Maybe I need a separate process/ job to read_chunk and load it to a database or message queue. Then each panel process can read from there on a periodic schedule? Maybe that database could be sqllite locally. I don’t need a lot of persistence of the data. But I need a 1 seconds or lower latency on what my users see in the app
maybe its better to use only one process. And then optimize it as possible. In the future the app might be used by up to 20 users…

I can find many pointers but does not have the experience to figure out which is the best to use. Advice much appreciated.

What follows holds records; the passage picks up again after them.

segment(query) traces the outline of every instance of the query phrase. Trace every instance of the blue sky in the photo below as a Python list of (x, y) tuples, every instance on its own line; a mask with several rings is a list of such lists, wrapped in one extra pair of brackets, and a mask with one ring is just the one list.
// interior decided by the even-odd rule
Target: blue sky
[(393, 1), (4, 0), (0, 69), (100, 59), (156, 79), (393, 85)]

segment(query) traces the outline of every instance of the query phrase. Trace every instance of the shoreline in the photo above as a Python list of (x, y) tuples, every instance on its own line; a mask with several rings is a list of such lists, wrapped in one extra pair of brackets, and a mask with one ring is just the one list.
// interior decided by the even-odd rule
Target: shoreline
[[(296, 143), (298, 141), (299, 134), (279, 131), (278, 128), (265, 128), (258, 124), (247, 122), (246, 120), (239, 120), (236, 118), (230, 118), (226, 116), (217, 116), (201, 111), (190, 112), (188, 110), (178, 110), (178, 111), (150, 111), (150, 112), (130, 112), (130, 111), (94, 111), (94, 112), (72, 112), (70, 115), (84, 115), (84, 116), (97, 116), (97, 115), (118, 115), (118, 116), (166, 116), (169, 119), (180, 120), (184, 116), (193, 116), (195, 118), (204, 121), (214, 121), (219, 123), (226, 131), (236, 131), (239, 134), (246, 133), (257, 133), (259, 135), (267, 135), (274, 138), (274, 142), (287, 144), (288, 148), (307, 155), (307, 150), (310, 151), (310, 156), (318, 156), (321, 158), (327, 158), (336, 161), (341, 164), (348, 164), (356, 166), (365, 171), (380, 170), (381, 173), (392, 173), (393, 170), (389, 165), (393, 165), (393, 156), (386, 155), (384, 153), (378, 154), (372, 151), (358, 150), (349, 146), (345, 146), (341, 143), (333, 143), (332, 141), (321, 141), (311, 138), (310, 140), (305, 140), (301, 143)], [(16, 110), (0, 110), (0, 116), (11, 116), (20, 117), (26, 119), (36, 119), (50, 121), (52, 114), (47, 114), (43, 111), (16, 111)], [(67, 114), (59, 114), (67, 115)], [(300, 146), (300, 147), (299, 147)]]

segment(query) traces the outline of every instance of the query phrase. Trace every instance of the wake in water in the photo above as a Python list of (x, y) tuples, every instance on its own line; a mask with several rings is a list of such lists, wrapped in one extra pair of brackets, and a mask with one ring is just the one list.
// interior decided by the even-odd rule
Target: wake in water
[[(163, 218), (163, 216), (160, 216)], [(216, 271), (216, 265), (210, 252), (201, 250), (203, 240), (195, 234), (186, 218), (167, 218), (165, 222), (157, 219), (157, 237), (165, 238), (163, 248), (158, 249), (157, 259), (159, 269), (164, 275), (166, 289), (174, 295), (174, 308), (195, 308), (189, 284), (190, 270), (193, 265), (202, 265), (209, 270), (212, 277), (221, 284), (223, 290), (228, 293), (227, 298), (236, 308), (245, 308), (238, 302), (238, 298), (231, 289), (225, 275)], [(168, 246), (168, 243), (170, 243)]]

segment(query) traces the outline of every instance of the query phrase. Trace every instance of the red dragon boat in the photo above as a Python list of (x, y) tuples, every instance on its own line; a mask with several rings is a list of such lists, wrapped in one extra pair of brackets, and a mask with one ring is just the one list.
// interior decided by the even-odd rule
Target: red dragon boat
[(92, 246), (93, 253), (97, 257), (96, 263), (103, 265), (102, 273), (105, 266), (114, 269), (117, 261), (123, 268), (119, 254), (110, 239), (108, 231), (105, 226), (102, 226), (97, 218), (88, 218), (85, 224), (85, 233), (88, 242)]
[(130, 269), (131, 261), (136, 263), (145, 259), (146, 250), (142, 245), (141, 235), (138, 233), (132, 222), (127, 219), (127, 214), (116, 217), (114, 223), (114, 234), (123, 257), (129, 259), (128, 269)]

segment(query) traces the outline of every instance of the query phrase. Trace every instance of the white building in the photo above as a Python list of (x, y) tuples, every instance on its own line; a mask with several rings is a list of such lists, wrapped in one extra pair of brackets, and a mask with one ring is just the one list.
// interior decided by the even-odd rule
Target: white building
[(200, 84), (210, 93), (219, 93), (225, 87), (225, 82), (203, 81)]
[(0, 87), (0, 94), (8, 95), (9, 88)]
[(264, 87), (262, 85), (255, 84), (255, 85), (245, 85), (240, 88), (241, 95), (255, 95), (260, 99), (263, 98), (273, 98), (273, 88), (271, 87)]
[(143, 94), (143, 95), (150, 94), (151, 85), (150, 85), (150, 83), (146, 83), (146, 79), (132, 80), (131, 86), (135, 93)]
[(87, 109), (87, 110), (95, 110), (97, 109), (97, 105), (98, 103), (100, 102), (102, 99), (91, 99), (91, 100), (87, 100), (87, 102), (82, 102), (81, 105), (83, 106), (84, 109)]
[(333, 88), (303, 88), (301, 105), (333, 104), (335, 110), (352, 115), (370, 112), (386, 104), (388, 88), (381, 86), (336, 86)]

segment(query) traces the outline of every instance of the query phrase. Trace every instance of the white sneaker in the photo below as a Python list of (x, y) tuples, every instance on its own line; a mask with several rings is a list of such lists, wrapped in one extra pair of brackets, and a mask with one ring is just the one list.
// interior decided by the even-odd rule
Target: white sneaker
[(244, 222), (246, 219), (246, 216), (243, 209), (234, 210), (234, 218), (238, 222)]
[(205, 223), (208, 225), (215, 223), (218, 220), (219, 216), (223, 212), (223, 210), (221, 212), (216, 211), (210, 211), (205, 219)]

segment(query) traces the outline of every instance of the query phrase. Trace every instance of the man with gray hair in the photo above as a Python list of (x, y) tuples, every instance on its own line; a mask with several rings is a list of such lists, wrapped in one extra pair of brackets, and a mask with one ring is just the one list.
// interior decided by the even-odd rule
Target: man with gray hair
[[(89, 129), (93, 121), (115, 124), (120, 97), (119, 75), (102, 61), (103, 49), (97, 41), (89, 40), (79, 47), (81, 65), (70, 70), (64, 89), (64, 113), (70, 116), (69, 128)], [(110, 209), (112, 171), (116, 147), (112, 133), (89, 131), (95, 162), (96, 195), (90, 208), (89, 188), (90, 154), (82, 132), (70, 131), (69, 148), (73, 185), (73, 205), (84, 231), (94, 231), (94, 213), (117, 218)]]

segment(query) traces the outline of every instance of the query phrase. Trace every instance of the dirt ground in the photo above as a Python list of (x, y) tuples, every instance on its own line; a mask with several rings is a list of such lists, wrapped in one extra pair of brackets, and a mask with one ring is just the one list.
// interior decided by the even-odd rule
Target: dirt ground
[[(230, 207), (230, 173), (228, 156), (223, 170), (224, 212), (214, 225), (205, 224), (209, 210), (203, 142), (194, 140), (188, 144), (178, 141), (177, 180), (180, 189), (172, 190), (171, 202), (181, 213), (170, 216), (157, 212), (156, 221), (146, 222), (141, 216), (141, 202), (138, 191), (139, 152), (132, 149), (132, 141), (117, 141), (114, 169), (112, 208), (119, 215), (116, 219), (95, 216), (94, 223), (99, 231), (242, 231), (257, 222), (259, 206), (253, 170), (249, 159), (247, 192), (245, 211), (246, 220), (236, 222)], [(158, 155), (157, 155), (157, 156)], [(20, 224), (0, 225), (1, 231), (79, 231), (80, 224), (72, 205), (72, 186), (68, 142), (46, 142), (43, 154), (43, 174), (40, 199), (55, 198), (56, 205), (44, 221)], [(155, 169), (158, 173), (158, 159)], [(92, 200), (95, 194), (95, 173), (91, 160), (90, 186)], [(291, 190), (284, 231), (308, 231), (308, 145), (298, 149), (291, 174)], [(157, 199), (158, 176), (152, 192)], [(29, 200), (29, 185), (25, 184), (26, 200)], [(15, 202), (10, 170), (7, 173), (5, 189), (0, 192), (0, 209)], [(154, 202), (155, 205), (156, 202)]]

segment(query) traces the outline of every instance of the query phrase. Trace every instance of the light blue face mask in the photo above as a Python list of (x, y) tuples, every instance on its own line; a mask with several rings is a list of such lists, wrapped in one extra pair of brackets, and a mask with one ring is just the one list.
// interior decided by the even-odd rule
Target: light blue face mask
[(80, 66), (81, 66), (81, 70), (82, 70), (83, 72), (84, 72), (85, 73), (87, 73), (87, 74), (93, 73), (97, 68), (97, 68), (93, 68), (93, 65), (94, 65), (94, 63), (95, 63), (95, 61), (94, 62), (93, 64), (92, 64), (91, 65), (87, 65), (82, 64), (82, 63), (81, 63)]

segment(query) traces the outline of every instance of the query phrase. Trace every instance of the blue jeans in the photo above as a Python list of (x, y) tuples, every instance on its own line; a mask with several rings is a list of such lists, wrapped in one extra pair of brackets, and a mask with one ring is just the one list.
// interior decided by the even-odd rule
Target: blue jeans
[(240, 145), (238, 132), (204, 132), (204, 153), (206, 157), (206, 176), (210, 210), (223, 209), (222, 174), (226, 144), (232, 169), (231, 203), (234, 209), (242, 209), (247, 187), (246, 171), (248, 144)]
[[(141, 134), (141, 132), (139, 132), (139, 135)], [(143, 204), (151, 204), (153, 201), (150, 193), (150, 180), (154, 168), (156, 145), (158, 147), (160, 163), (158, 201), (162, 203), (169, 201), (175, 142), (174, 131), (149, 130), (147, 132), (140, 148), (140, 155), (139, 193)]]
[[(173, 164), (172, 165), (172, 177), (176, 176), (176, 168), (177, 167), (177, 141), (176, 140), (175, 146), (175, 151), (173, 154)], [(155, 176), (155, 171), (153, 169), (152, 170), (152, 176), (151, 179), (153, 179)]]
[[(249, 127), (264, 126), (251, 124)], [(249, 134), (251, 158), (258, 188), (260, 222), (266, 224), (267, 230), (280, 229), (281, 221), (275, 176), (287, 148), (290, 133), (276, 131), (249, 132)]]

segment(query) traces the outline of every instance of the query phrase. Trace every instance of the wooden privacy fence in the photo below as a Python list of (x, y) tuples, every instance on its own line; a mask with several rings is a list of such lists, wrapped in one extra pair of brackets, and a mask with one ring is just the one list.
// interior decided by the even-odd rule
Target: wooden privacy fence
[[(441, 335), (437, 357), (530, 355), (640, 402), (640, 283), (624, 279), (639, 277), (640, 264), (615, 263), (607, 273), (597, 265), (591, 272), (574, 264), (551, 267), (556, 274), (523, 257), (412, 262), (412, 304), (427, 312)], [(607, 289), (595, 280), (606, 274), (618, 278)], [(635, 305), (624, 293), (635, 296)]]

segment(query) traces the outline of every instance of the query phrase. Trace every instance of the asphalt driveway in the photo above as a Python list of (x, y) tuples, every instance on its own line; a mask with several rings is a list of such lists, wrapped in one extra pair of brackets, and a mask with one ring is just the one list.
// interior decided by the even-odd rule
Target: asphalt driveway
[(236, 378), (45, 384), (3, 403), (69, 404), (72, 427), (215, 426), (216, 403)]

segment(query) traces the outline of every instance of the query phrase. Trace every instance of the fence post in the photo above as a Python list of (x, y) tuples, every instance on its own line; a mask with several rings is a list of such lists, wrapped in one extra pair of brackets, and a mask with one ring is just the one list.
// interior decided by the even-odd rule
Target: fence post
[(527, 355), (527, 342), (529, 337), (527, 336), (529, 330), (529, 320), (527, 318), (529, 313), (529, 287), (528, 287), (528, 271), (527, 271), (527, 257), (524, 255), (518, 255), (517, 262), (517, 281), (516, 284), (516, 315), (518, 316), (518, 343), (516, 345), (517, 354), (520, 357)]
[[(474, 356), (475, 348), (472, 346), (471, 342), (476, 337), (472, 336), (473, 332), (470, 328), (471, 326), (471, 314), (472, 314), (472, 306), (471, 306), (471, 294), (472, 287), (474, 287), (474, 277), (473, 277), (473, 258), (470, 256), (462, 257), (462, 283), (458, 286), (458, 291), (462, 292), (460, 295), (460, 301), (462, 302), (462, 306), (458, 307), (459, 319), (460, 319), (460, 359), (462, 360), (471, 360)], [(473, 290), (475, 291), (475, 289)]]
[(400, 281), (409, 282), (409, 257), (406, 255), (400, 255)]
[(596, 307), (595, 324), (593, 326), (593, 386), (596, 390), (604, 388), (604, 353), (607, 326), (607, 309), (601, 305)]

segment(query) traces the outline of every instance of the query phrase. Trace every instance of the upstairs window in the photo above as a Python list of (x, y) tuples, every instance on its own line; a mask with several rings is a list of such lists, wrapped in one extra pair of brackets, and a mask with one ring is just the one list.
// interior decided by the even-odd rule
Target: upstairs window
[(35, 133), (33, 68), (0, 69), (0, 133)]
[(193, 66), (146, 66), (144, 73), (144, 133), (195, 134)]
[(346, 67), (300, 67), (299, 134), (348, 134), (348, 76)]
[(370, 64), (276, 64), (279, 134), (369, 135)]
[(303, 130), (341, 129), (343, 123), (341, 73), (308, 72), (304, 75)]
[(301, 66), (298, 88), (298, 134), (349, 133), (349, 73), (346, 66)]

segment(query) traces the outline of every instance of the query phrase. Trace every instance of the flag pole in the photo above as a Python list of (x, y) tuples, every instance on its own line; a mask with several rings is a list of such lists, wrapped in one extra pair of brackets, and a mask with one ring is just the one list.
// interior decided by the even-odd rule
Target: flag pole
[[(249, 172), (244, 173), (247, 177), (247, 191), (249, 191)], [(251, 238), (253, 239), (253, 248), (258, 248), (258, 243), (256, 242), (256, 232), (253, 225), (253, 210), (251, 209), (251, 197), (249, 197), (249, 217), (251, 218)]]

Thanks.

@Material-Scientist

Material-Scientist · June 16, 2023, 2:04pm

Hi @Marc,

You mean like this?

I’ve done something similar in this thread, using bokeh’s lifecycle hooks:
[BUG] background thread stops when session is destroyed, leading to weird errors - Panel - HoloViz Discourse

Bear with me, as I haven’t looked at the code in months, but on a high level it should be something like this:

There’s 2 scripts:
main.py (panel app), and app_hooks.py (BG script).

The BG script just runs a while loop on a separate thread, where it periodically submits tasks for loading new data to dask. The results are saved in pn.state.cache, and the panel app is notified via event trigger that is also stored in pn.state.cache. Finally, the panel app then updates the internal columndatasource (CDS) object with the new data upon being triggered by the event. This then causes all plots to refresh simultaneously, as you can see in the video.

The reason for using lifecycle hooks was because panel would unload everything from memory, upon session destruction. Not sure if this has been fixed in the meantime.

The neat part about using dask for this (apart from offloading computations) is observability.

Ideally, I’d like to use dask or redis as distributed memory cache to allow for more than just one panel process to be running.

Note: IIRC, Bokeh has discontinued the lifecycle hooks in version 3 though. So, you may need to use an older version.

Marc · June 16, 2023, 2:33pm

Thanks so much @Material-Scientist

It complements what I have been thinking. I’ve just been offloading to a separate producer script that polls the ftp server every 1 second and stores the results to a sqllite database. In the Panel app I also have a loop running in a seperate thread to the consume the data in the sqllite database and notify all the sessions via an event from a shared, global Parameterized class.

This is a very easy to use architecture as I don’t have to manage external services or even depend on others to get access to cloud services like message queues etc.

One thing that my architecture enables is other applications using the data produced as it is available in the database. But you could store the data produced by dask as well if needed.